Personally, I'd love to see him find some form and prove people wrong, but I don't know if he has the heart to do it


----------



## Nikos (Jun 5, 2002)

I miss the Old Penny myself. He was my favorite player at the time even though I was a Knicks fan...I still loved Penny. He was like the second coming Magic Johnson, mixed in with Jordan like capabilities at the same time. Penny could make the spectacular pass (like Magic), and he could jump out of the damn gym. His hops were insane. Also he had probably the best post up game of any guard in the league by his second season.

Man I wish he wasnt so injury prone or he might be the best player in the league right now....or an All NBAer.

Right now I think he has the ability to put up 15ppg 5rpg 5apg for any other team but the Suns that really wants to utilize him. Penny seems like a rthym type of player, and if he feels comfortable on a team that has winning capabilites, like maybe Toronto, I think he would flourish somewhat. Not like Old Penny but be a 16-5-5 type of guy.

It still makes me sad to think of what Penny could have been, or even what he was in his 2nd and 3rd NBA season.  

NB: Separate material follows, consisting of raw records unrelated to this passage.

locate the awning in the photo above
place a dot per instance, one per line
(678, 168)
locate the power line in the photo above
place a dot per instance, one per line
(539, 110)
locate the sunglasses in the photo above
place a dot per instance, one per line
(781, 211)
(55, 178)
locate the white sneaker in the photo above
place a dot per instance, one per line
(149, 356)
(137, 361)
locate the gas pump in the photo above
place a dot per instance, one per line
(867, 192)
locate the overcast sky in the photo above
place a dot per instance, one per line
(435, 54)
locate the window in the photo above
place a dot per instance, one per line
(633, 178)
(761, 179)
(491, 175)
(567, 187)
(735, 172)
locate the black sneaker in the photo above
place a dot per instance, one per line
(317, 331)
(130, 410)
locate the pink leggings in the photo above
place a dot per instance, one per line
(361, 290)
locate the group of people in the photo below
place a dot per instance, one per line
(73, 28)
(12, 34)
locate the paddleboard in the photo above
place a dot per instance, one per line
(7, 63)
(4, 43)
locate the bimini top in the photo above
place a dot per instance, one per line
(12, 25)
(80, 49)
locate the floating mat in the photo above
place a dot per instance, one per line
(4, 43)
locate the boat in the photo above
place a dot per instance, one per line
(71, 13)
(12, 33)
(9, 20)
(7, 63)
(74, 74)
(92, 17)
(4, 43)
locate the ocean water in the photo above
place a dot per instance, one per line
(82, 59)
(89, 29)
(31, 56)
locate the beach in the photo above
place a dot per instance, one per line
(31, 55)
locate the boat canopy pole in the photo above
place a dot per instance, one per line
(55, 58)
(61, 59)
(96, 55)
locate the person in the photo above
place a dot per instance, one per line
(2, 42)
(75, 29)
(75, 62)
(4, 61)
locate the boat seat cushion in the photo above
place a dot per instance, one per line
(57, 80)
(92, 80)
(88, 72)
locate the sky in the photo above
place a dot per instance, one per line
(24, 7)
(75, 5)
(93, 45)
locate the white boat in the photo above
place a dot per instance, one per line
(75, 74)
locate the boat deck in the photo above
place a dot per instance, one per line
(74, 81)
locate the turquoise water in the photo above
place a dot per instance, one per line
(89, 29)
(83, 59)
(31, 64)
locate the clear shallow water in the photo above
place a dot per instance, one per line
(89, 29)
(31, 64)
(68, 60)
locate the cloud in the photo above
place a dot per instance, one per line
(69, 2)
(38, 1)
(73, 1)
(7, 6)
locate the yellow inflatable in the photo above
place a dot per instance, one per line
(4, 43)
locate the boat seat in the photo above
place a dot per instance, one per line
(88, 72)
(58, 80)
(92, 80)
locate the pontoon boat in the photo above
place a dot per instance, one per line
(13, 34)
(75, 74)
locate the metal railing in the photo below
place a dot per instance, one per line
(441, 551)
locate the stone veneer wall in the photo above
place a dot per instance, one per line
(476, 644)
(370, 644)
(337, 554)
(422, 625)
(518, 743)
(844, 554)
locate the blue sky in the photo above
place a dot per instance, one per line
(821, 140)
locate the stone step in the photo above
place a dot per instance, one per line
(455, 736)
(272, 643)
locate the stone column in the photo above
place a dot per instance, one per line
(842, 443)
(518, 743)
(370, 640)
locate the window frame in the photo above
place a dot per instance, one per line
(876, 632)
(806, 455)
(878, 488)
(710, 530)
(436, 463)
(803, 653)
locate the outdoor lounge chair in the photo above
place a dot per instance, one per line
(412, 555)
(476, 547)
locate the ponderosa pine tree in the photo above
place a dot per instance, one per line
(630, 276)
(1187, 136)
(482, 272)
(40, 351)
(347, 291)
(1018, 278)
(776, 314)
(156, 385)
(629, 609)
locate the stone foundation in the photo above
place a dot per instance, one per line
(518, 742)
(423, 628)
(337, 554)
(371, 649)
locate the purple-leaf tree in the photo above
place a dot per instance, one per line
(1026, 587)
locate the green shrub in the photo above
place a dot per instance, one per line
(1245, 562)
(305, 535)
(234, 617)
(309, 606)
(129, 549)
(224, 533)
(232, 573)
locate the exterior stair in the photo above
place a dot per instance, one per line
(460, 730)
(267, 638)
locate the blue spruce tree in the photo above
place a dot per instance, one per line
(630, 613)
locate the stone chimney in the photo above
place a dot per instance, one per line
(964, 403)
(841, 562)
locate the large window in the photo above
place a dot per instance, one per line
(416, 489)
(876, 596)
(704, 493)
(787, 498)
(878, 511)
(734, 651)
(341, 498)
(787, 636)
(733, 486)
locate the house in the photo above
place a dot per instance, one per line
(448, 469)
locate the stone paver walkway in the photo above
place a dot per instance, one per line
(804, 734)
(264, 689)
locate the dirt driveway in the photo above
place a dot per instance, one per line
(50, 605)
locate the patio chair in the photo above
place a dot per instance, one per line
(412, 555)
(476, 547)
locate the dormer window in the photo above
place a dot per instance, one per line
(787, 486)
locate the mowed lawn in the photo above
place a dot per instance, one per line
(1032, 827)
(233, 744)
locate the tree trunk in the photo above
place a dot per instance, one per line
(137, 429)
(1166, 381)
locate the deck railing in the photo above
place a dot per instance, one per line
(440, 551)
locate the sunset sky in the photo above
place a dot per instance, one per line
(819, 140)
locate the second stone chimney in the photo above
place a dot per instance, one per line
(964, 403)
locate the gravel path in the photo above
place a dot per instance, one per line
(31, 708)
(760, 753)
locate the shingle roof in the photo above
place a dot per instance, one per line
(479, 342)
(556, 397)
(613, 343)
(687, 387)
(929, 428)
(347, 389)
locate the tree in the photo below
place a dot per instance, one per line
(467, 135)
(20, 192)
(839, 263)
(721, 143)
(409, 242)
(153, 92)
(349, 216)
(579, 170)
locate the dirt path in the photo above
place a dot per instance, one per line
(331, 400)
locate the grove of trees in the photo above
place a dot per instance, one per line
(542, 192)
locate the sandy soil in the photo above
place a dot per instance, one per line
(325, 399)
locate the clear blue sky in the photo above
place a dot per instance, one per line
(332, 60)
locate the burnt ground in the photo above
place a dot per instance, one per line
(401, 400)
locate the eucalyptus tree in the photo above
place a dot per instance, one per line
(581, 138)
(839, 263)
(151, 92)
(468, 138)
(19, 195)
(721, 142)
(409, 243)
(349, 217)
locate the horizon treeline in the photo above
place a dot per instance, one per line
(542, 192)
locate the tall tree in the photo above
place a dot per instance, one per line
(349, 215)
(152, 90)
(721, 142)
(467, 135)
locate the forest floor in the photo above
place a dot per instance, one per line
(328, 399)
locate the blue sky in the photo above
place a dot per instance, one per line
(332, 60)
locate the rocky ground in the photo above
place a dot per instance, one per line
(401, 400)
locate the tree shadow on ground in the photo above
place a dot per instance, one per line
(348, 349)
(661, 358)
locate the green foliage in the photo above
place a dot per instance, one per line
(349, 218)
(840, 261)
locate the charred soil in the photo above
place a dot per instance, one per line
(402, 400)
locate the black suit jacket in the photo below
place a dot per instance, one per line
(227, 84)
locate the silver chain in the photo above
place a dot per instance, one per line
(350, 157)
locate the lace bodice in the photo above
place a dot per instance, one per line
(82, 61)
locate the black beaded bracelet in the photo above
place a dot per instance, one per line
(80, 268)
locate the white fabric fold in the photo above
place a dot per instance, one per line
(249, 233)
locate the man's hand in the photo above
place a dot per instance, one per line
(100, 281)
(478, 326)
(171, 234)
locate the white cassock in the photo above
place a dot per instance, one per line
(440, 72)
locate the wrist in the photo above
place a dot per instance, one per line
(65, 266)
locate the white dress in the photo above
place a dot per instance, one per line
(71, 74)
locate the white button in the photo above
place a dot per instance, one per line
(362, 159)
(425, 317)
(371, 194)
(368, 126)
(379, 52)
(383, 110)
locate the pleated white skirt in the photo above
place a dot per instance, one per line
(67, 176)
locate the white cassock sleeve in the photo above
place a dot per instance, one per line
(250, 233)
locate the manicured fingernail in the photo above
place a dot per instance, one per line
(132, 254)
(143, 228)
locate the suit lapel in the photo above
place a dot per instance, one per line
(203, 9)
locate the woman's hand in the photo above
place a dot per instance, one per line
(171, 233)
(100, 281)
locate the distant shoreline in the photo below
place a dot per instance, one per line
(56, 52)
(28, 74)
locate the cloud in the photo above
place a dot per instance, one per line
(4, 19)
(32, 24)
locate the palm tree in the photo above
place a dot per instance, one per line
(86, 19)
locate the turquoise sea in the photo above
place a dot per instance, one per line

Come back Penny....atleast 70% of you :sigh:


----------



## TheRifleman (May 20, 2002)

A 70% Penny could help another team, as I think his days at Phoenix are numbered. He could help another team, especially one that has a leader already, as Penny would make life easier for that leader. I still think he would be a help to Vince on the Raptors team. 

Maybe the Raptors will get rid of Mo and take penny. Of course, the "money" thing would have to be worked out and that is a huge drawback that penny should think over carefully, if he wants to leave the NBA with any kind of meaningful career.


----------



## Shaqs big toe (May 21, 2002)

> Originally posted by *TheRifleman *
> A 70% Penny could help another team, as I think his days at Phoenix are numbered. He could help another team, especially one that has a leader already, as Penny would make life easier for that leader. I still think he would be a help to Vince on the Raptors team.
> 
> Maybe the Raptors will get rid of Mo and take penny. Of course, the "money" thing would have to be worked out and that is a huge drawback that penny should think over carefully, if he wants to leave the NBA with any kind of meaningful career.


If healthy, Penny would be a perfect compliment to Vince Carer, someone that could even shoulder the load when he has to. I'd love to see Penny recapture some form and turn some heads once more.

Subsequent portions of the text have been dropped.